Cost, Revenue, & Profit EXAMPLE SOLUTION (Cost, Revenue, and Profit) An average sale at a small florist shop is $21, so the shop’s weekly revenue function is R(x) = 21x where x is the number of sales in 1 week. The corresponding weekly cost is C(x) = 9x + 800 dollars. What is the florist shop’s weekly profit function? How much profit is made when sales are at 120 per week? If the profit is $1000 for a week, what is the revenue for the week? SOLUTION (a) Since Profit = Revenue – Cost, the profit function, P(x), would be: P(x) = R(x) – C(x) P(x) = 21x – (9x + 800) P(x) = 21x – 9x - 800 P(x) = 12x - 800

Cost, Revenue, & Profit CONTINUED (b) Since x represents the number of sales in one week, to determine how much profit is made when sales are at 120 per week, we will replace x with 120 in the profit function and then evaluate. P(120) = 12(120) - 800 P(120) = 1,440 - 800 P(120) = 640 Therefore, when sales are at 120 per week, profit is $640 for that week. (c) To determine the revenue for the week when the profit is $1000 for that week, we use an equation that contains profit, namely the profit function: P(x) = 12x - 800 Now we replace P(x) with 1000 and solve for x. 1000 = 12x - 800 1800 = 12x 150 = x Therefore x, the number of units sold in a week, is 150 when profit is $1000.

Cost, Revenue, & Profit CONTINUED Now, to determine the corresponding revenue, we replace x with 150 in the revenue function. R(x) = 21x R(150) = 21(150) R(150) = 3,150 Therefore, when profit is $1000 in a week, the corresponding revenue is $3,150. NOTE: In order to determine the desired revenue value in part (c), we needed to solve for R(x). But in order to do that, we needed to have a value for x to plug into the R(x) function. In order to acquire that value for x, we needed to use the given information – profit is $1000.

Functions & Graphs EXAMPLE The function f (r) gives the cost (in cents) of constructing a 100-cubic-inch cylinder of radius r inches. The graph of f (r) is given. What is the cost of constructing a cylinder of radius 6 inches? Interpret the fact that the point (3, 162) is on the graph of the function. Interpret the fact that the point (3, 162) is the lowest point on the graph of the function. What does this say in terms of cost versus radius?
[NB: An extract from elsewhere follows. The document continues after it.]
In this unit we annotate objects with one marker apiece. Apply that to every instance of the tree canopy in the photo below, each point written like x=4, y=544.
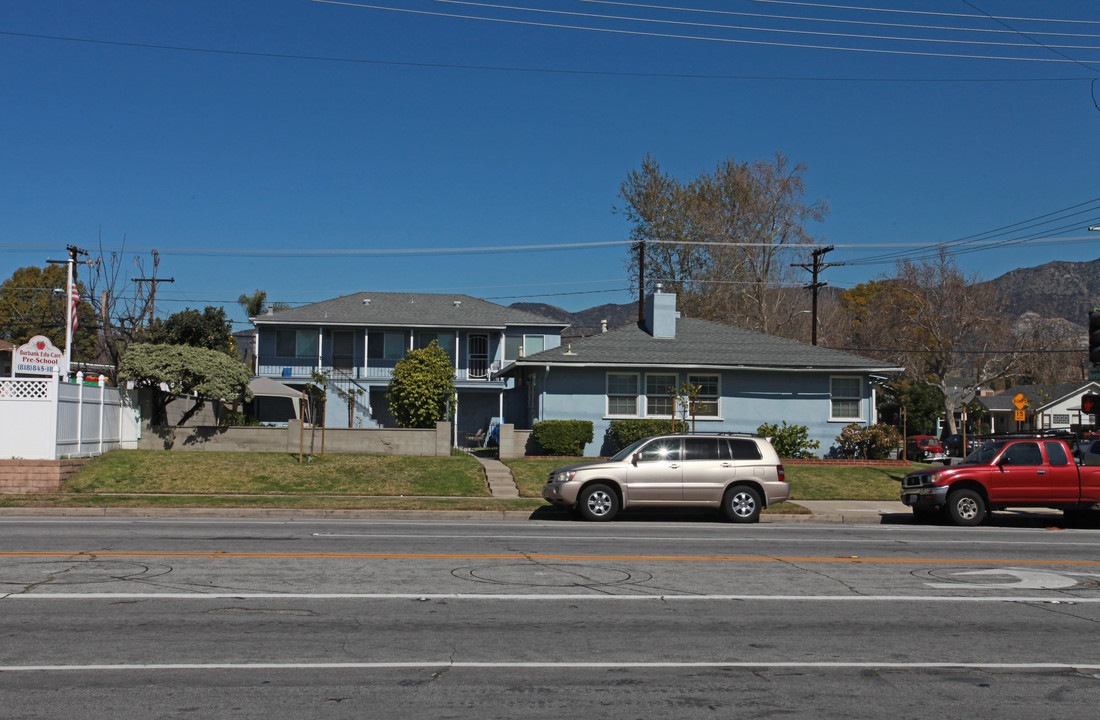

Functions & Graphs CONTINUED SOLUTION To determine the cost of constructing a cylinder of radius 6 inches, we look on the graph where r = 6. The corresponding y value will be the cost we are seeking. The red arrow is emphasizing the point in which we are interested. The y value of that point is 270. Therefore, the cost of constructing a cylinder of radius 6 inches is 270 cents or $2.70.

Functions & Graphs CONTINUED (b) The fact that the point (3, 162) is on the graph tells us that the cost to make 100-cubic-inch cylinders with a radius as small as 3 inches is 162 cents or $1.62. (c) The fact that the point (3, 162) is the lowest point on the graph tells us that the least expensive 100-cubic-inch cylinder that can be made is a 3 inch cylinder at a cost of $1.62. Therefore, the 3 inch cylinder is the most cost-effective one that is offered.